In seinen Gedanken gibt es nur noch ein hauptsächliches Thema. Dieses seltsame Turnier und die einhergegangene Drohung, Informationen bezüglich Alice und Sunny auszunutzen. Seine Hände ballen sich zu blutigen Fäusten. Innerlich getrieben von Hass, welcher im Angesicht der laufenden Musik von Eminem nur vorangetrieben wird, springt der Serienmörder vom Bett hoch und beginnt auf ein Neues dem Sandsack Schläge zuzufügen, die diesem, wenn er Nervenbahnen zum Verspüren von Schmerzen hätte, einen Schreikrampf entlocken würde.

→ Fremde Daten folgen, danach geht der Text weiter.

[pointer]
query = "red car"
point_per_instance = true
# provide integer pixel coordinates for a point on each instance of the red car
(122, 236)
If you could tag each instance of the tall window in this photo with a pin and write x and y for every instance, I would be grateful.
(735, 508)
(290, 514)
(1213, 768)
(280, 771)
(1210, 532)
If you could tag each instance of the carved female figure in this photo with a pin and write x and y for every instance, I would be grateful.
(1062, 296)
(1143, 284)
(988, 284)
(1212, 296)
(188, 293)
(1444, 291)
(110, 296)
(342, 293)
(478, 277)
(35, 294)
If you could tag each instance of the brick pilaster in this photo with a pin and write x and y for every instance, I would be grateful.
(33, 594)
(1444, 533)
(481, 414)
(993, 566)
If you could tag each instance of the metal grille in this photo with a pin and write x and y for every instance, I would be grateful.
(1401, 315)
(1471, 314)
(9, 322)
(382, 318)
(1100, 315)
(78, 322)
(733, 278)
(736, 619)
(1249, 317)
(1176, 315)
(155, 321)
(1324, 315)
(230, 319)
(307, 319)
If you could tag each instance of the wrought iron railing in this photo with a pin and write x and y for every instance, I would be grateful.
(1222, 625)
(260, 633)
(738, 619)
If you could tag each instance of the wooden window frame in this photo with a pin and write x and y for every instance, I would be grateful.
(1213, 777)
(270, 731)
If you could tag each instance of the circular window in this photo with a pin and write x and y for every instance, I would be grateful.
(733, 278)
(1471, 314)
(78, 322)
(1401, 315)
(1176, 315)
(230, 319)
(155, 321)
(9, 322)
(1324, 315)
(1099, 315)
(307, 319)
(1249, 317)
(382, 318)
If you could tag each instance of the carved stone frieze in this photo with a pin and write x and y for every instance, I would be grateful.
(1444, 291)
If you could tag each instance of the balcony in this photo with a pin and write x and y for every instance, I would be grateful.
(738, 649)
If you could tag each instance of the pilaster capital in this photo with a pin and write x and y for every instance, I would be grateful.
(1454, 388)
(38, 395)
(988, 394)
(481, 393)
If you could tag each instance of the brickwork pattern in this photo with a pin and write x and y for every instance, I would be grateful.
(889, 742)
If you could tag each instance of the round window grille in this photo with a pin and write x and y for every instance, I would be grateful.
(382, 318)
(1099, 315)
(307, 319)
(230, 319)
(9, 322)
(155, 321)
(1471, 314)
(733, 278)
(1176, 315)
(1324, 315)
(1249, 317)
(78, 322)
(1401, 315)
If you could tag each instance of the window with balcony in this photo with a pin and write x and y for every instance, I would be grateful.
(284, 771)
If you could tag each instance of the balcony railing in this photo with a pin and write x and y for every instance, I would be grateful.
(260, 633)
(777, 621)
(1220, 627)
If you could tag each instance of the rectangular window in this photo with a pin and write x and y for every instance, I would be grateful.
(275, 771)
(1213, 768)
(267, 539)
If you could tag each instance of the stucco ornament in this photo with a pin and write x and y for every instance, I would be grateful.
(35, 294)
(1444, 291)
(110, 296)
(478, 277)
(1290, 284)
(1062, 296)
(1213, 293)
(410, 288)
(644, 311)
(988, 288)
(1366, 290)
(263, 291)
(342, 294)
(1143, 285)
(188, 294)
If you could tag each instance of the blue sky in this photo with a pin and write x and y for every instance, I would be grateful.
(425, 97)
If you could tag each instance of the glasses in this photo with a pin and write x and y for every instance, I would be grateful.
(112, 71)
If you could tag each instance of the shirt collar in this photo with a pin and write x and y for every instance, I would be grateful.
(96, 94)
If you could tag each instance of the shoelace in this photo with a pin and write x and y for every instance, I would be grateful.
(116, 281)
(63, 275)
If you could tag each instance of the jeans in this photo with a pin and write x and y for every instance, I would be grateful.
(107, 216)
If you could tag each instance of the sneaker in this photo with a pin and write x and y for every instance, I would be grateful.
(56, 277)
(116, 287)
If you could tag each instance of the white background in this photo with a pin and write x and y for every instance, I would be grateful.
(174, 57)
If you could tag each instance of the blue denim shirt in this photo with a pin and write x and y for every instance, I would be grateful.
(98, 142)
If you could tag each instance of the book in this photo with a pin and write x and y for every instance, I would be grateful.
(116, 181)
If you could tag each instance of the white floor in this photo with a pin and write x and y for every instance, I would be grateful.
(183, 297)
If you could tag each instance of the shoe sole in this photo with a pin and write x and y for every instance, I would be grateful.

„Seit wann trainierst du, als hinge dein Leben davon ab?", fragt auf einmal jemand hinter Sleepless mit einer kratzigen, neutralen Stimme. Ein kurzer Seitenblick ist das Einzige, was das junge Mädchen als Reaktion erntet. Kurze, filzig, fettige Haare. Verschiedenfarbige Augen. Ein Rotes und ein Schwarzes. Mehrere Verbände um Stirn und Arme. Grauer, schmutziger Pullover, auf dem in schwarzen Lettern ihr Name geschrieben steht. Alice.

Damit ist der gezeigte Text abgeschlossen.